No obstante, nos equivocaríamos acusando a los pobres adeptos al Consumers Electronic Show. Este movimiento viene de mucho más atrás. Me temo que el mismo Horacio no lo tenía muy claro. Incluso algunos sabios cristianos han interpretado el mandamiento evangélico de no preocuparse del mañana (Mt 6, 34) como una llamada de Cristo a vivir de instante en instante con la profundidad de un pez rojo en su pecera (cuando leen: “A cada día le basta su propio mal”, ellos oyen: “A cada día le basta su propio bienestar”). A decir verdad, la religión de la instantaneidad es el resultado de toda una historia de la metafísica donde se afirma la primacía del presente. Según esa metafísica, el ser que es en plenitud es el ser actual, enteramente dado, sin reserva alguna, sin ninguna potencialidad, y percibe el porvenir como la señal de una insuficiencia y la necesidad de un complemento. Pero, ¿no afirma Tomás de Aquino el ser sobre todo como acto? Ciertamente, pero aparca en sentido contrario: el acto, para él, no es la simple actualidad. Es potencia activa, bondad, fecundidad y, por tanto, está cargado de porvenir. Así ocurre, de forma excelente, en la presencia sustancial de Cristo en la Eucaristía: lleva consigo todo un impulso de misión y de visión futura.
La verdadera presencia es atención, y la atención obra siempre un horizonte de espera y de trabajo. Estar atento a algo o a alguien es velar por él y acompañar su crecimiento y luego su fructificación. Pero también, y recíprocamente, cuando el otro está ahí, cerca de mí, cuando aparece como lo que es, a saber, mi prójimo, su misma presencia escapa al presente, porque incita a la aventura del encuentro, de la justicia y del amor.

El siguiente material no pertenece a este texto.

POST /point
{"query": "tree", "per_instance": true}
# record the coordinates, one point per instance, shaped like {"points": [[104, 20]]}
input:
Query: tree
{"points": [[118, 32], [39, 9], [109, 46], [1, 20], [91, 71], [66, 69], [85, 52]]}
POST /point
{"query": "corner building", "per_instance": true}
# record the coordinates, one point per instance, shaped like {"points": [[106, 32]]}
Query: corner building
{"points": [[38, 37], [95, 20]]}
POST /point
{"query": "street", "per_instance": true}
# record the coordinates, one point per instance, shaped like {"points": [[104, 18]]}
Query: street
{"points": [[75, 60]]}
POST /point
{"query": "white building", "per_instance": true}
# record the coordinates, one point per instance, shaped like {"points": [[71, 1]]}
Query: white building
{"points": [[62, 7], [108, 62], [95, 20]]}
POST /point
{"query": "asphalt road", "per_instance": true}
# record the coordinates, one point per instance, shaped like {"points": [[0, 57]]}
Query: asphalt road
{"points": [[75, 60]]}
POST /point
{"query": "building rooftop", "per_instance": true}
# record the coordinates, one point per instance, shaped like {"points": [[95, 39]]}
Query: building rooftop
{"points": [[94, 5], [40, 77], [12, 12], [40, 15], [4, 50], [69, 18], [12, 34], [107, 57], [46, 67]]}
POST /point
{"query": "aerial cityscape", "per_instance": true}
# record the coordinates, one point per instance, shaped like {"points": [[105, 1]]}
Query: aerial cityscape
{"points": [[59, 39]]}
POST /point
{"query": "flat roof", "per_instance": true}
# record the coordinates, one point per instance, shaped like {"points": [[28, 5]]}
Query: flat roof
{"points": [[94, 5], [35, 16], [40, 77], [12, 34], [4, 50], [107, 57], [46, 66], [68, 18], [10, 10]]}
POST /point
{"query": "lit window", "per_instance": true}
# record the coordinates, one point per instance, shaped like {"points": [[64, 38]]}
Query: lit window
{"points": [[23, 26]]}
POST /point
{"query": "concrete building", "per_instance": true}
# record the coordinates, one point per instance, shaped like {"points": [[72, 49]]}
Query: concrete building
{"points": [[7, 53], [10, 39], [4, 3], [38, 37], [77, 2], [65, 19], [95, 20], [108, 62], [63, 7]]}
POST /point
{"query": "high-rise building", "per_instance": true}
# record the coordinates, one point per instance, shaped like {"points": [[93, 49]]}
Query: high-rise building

Lévinas dixit: “La relación con el otro es la ausencia del otro; no ausencia pura y simple, no ausencia de pura nada, sino ausencia dentro de un horizonte de porvenir”.
La espiritualidad del instante está hecha a medida para la era tecnológica. Sus sujetos no tienen padres a quienes heredar, no tienen hijos a quienes transmitir, no tienen mujer a quien serle fiel (sería demasiado porvenir o demasiado pasado), y descargan así la preocupación de asegurar su subsistencia en la gran maquinaria social.